Wednesday, January 6, 2010

Fashion designers participate in yearly festival celebrating elegant beauty of Chinese character



By Nancy T. Lu
Fashion lines ran gracefully and flowed elegantly like the cursive strokes of Chinese calligraphy at the Confucius Temple in Taipei on January 2. Parallels surfaced clearly for all to admire at the special event of the Chinese Character Festival to wind up on January 11 this year.


The spectators led by Taipei Vice Mayor Lee Yong-ping only remembered watching the studied and stylized paces of costumed schoolchildren at an annual ceremony in honor of the Great Sage in this sacred setting in the past. The modern fashion parade seemed unprecedented.

But on this night of nights, despite the drizzle, guests – many of them wearing the yellow plastic raincoats bought probably by the event organizer from the nearby convenience store – seemed all eyes on the high fashion trotted out on the ramp.

Sophie Hong, a fashion designer preparing to open her own shop in Paris in March, showed a collection of designs created on silk fabrics processed and transformed with the help of brush for special texture. The sophisticated but comfortable looks had suggestions of the “qi pao” or cheongsam as seen in the high collars and slits on the skirts. Hong playfully introduced pipings with an eye on asynmmetry. Her caftans carried her own colorful abstract paintings. Trademark clogs went with the dresses.


As for Tsai Mong-hsia, her inspired Chinese designs have come a long way since her days devoted to dressing up beauty queens. Long Deed has been the label built up by Tsai with success. She even made sure that her models wore Long Deed proudly on the catwalk. Tsai favored the dainty dress for the young from time to time.

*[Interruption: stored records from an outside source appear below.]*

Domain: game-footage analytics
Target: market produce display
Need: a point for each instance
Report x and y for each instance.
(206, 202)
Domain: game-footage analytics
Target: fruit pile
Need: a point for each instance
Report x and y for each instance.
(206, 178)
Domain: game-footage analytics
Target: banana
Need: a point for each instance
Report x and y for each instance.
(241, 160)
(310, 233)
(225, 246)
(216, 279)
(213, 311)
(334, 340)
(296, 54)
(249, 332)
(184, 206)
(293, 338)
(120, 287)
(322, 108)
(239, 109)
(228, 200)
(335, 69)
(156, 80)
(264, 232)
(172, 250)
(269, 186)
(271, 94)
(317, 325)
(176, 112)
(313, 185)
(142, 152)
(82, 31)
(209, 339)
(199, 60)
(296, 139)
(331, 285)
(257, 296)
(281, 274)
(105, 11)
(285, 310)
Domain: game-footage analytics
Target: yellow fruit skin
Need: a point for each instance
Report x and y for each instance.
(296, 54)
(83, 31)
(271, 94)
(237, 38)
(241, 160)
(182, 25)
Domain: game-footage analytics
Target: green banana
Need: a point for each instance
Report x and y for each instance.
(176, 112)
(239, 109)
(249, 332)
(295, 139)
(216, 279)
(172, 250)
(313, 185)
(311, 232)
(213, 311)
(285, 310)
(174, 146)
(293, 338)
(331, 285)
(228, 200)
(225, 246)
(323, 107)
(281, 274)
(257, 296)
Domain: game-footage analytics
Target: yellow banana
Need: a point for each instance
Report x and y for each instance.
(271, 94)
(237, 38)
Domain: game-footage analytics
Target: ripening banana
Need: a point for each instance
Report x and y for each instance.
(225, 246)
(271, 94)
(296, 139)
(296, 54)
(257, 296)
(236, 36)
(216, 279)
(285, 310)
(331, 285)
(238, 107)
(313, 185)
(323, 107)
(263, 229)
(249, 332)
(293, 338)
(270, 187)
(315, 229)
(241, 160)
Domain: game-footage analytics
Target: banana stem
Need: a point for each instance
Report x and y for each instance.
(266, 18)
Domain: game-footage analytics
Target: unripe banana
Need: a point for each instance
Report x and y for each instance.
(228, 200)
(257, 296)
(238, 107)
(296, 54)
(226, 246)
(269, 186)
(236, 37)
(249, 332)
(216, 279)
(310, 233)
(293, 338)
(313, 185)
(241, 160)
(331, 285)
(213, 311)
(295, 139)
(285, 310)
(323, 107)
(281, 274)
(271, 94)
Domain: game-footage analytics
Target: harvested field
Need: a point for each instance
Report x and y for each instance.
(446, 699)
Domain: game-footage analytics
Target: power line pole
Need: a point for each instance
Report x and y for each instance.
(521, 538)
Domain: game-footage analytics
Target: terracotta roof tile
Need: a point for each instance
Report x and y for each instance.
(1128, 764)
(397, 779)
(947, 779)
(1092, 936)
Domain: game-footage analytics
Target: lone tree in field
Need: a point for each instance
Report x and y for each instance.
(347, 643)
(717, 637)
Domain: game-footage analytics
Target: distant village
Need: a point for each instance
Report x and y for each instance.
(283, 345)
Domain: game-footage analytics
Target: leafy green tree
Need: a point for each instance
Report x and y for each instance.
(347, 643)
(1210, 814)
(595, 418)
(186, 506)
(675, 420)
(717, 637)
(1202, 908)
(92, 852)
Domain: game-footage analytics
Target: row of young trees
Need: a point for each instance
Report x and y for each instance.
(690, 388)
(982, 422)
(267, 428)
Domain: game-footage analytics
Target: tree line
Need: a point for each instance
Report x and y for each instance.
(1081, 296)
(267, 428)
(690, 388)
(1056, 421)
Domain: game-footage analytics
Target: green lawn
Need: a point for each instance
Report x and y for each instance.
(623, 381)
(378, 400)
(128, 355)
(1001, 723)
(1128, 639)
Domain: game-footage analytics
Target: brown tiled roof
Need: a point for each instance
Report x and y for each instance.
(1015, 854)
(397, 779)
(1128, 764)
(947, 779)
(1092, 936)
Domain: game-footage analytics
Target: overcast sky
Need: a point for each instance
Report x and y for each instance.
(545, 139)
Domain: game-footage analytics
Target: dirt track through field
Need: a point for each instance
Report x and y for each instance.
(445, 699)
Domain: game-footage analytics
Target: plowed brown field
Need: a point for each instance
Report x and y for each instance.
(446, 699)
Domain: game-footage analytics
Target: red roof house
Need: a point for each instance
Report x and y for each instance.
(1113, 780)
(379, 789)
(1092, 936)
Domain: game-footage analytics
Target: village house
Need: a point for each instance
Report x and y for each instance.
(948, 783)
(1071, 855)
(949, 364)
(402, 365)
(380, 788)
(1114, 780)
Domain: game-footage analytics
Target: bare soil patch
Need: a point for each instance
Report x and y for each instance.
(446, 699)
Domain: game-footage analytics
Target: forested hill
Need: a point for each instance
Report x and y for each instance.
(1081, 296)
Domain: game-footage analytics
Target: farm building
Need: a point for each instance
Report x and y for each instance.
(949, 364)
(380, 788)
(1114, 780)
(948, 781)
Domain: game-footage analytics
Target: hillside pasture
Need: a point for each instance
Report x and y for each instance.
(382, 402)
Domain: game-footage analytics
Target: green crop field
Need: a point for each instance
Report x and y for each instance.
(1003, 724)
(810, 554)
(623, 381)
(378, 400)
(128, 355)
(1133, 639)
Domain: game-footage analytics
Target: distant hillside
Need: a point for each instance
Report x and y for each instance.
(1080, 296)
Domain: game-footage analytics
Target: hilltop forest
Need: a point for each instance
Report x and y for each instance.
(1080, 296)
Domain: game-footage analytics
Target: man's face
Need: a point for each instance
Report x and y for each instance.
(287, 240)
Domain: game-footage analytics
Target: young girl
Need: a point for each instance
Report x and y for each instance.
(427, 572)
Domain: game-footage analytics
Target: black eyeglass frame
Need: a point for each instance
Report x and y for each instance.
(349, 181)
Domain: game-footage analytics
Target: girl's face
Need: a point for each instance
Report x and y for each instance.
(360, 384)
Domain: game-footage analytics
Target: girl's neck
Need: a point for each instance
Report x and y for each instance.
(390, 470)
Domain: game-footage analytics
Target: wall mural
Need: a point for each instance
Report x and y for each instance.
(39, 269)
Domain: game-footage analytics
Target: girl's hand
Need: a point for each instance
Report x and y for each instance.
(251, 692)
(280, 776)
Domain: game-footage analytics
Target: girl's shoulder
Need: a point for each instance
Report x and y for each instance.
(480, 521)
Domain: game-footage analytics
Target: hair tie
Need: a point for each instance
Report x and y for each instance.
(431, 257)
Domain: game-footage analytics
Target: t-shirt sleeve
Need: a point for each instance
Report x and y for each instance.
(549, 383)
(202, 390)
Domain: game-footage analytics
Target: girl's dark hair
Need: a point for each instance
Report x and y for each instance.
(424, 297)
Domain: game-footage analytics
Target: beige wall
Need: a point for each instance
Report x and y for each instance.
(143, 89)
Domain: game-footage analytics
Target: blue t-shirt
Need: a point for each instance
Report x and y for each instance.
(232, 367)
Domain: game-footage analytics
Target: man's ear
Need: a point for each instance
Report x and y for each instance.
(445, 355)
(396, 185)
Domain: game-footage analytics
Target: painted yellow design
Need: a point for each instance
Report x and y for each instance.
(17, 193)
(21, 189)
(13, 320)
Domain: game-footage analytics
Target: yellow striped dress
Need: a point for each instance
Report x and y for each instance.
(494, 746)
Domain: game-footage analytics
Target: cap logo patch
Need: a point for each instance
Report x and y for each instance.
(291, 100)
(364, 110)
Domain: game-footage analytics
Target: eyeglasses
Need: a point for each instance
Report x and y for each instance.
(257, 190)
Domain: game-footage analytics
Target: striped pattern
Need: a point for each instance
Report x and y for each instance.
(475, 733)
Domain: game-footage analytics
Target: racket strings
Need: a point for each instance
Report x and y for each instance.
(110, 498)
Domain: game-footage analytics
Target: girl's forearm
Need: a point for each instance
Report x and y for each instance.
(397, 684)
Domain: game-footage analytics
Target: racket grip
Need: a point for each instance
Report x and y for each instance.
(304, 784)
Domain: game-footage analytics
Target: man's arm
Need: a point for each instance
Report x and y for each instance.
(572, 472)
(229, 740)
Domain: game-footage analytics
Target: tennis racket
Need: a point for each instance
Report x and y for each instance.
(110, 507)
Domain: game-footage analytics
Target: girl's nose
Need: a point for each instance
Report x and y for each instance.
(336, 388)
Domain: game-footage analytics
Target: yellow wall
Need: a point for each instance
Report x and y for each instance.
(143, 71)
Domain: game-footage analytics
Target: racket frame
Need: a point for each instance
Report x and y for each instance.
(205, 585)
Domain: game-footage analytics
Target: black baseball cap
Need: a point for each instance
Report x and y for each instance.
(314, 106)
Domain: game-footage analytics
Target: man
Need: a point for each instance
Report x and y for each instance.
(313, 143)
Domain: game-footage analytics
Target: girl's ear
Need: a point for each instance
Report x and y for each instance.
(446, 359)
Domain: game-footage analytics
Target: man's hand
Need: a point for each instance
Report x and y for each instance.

Both Hong and Tsai invited calligraphy master and educator Chang Ping-huang to lend his refined Chinese brushwork – Chinese characters with auspicious meanings in particular – to plain white fabrics. These were eventually made into formal evening gowns. Chang has spent decades teaching generations through his popular and educational television program, “A Chinese Character A Day.”

Also present at this fashion event was famous Chinese painter and calligrapher Lee Chi-mao. He has been actively teaching the art of ink brushwork in universities in Taiwan as well as in the United States.




A t-shirt design competition among students reportedly attracted hundreds of entries. These were narrowed down to 30. The big winner of the evening applied different calligraphic strokes on a shirt, arranging the lines to create patterns and even introducing colors just like in a Mondrian work of art.

All photographs were taken by Nancy T. Lu.